Deputy Minister of Foreign Affairs
- In office 1991–2004

Member of the People's Assembly
- In office 1977–2004
- Constituency: Sofala Province

Personal details
- Born: 1951 Maciene, Mozambique

= Salomé Moiane =

Mozambican politician

Salomé Milagre Machiuassane Moiane (born 1951) is a Mozambican politician. In 1977 she was one of the first group of women elected to the People's Assembly.

==Biography==
Moiane was born in Maciene in 1951 to parents who lived in Ngonwanine village. Her father, an assimilado, worked in Lourenço Marques for the Portuguese Geographical and Cadastral Service and Moiane was raised by her maternal grandmother until the age of six. She attended a catholic primary school in Chongoene for three years and then spent a year at school in Xipamanine before studying bookkeeping at the Escola Comercial. She also joined the Geographical and Cadastral Service in 1968 and was the first African woman to quality as a map drafting technician.

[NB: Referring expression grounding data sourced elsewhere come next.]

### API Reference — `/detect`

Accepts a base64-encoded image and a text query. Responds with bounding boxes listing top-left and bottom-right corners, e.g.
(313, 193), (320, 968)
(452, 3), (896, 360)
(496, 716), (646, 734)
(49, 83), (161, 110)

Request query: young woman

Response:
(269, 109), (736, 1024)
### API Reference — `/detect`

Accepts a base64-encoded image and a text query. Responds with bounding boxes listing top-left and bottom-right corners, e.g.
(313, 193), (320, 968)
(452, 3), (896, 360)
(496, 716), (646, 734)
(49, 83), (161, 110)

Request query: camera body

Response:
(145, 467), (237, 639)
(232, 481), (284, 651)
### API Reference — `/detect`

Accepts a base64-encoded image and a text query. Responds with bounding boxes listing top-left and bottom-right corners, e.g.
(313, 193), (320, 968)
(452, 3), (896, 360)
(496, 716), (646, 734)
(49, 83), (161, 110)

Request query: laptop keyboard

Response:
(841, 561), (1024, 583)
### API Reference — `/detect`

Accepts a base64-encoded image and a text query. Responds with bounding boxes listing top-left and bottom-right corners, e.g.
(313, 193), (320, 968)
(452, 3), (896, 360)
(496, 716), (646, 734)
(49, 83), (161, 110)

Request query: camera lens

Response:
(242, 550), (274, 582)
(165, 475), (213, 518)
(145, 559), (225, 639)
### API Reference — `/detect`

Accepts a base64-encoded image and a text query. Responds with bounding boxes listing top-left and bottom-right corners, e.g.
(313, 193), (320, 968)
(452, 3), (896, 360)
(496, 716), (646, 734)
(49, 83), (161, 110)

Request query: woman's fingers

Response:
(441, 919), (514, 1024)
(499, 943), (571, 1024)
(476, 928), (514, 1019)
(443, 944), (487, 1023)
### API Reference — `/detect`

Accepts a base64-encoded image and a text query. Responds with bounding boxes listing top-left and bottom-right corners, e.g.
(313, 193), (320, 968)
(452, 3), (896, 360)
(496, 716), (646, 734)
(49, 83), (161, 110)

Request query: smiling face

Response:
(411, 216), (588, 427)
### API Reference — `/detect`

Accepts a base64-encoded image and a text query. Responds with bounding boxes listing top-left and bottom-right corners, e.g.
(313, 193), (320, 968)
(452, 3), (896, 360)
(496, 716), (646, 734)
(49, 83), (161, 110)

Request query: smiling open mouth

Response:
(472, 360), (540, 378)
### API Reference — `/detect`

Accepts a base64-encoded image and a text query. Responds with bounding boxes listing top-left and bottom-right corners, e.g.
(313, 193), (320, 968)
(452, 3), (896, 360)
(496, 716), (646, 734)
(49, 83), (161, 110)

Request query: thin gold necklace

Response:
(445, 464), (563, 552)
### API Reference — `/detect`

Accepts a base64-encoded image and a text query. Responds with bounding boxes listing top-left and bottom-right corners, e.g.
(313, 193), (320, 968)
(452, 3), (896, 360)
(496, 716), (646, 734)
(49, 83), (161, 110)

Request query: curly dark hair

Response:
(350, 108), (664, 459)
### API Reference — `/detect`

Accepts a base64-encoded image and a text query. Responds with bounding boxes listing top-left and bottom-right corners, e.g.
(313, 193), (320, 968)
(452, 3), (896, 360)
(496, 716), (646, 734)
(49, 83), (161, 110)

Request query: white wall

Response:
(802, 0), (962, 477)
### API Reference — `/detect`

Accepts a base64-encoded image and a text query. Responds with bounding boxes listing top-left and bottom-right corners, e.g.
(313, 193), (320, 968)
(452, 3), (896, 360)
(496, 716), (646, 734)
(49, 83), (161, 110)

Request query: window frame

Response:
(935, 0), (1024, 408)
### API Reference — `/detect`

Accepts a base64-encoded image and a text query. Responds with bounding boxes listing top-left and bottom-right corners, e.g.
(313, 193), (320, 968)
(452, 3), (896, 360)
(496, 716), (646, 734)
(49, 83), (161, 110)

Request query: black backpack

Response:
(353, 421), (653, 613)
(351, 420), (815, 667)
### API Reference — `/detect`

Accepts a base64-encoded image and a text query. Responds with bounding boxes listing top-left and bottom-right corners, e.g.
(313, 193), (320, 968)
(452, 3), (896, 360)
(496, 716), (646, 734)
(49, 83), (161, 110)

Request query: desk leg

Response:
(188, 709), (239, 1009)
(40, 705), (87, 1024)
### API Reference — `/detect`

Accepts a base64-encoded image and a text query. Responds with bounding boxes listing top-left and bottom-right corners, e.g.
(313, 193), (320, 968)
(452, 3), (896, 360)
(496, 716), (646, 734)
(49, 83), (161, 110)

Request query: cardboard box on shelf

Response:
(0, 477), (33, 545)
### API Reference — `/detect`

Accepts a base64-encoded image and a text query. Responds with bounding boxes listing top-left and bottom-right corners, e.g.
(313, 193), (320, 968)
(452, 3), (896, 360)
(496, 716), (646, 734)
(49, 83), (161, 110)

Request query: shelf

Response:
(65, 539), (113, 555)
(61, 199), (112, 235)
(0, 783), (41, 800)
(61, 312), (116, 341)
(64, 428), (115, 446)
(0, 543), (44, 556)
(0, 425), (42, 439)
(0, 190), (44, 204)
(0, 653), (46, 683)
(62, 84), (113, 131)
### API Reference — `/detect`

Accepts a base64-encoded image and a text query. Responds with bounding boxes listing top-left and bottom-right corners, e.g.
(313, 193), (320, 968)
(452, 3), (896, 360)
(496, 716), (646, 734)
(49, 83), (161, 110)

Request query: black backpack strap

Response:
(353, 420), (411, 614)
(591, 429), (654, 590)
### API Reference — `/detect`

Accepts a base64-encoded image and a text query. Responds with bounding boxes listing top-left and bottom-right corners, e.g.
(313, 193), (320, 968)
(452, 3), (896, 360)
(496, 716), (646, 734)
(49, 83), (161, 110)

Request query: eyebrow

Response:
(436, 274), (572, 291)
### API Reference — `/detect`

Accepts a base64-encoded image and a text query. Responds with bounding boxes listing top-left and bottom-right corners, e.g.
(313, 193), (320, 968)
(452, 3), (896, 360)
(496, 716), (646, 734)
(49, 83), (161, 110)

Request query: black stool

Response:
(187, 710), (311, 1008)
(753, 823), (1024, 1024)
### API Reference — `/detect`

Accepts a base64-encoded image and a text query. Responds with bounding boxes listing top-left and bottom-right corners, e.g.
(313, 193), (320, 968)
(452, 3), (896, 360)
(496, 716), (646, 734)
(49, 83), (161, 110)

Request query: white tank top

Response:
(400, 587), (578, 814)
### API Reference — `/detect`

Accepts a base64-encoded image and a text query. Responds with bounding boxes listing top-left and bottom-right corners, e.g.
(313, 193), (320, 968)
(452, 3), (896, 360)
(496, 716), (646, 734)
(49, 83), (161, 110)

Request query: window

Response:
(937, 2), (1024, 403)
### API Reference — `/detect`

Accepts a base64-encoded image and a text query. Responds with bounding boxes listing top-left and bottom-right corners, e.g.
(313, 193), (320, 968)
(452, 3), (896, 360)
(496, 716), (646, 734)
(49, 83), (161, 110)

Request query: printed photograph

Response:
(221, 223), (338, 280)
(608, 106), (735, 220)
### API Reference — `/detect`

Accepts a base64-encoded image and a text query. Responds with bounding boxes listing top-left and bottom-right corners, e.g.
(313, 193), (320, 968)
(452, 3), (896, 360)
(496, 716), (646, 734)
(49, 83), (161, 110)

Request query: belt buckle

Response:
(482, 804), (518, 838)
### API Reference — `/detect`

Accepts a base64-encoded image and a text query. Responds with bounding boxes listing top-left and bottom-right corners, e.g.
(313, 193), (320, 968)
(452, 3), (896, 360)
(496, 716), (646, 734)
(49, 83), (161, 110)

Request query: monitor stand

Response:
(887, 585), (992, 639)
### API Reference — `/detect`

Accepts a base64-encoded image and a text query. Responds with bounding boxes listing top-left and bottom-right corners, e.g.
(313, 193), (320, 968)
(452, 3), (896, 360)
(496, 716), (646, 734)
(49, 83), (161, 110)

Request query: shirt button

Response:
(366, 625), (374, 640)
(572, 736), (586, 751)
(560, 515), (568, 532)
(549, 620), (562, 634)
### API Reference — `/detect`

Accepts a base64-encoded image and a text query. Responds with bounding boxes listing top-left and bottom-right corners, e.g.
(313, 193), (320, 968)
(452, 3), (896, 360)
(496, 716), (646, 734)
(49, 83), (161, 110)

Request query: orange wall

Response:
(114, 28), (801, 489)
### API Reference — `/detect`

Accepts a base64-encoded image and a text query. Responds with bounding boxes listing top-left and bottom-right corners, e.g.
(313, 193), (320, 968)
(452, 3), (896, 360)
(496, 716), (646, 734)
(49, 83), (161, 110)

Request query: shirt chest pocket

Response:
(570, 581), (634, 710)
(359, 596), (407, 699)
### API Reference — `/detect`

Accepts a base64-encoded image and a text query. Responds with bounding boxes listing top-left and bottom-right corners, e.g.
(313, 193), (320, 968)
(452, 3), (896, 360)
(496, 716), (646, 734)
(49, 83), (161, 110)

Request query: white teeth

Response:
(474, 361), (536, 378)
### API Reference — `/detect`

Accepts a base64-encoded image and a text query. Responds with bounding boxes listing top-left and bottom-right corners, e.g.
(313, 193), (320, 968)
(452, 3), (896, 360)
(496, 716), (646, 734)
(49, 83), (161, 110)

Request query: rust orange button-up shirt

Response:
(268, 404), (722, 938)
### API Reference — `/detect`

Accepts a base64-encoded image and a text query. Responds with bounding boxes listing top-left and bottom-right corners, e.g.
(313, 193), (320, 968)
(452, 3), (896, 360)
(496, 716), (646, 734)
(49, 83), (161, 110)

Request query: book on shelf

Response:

After marrying in 1971, Moiane and her husband moved to Beira. In 1974 she began working for the railway service. Following independence, she became involved with literacy campaigns. During 1976 she attended the third Organization of Mozambican Women conference. Shortly after the conference president Samora Machel appointed her as its new secretary general, a role she held until 1990. Moiane was subsequently a FRELIMO candidate in the 1977 parliamentary elections, in which she was one of the first group of 27 women elected to the People's Assembly. She was re-elected to the Assembly in 1986 from Sofala Province as a representative of MOBEIRA in Beira. In January 1991 she was appointed Deputy Minister of Foreign Affairs, a role she held until 2004. She was re-elected again in 1994 and 1999, serving in the Assembly until 2004.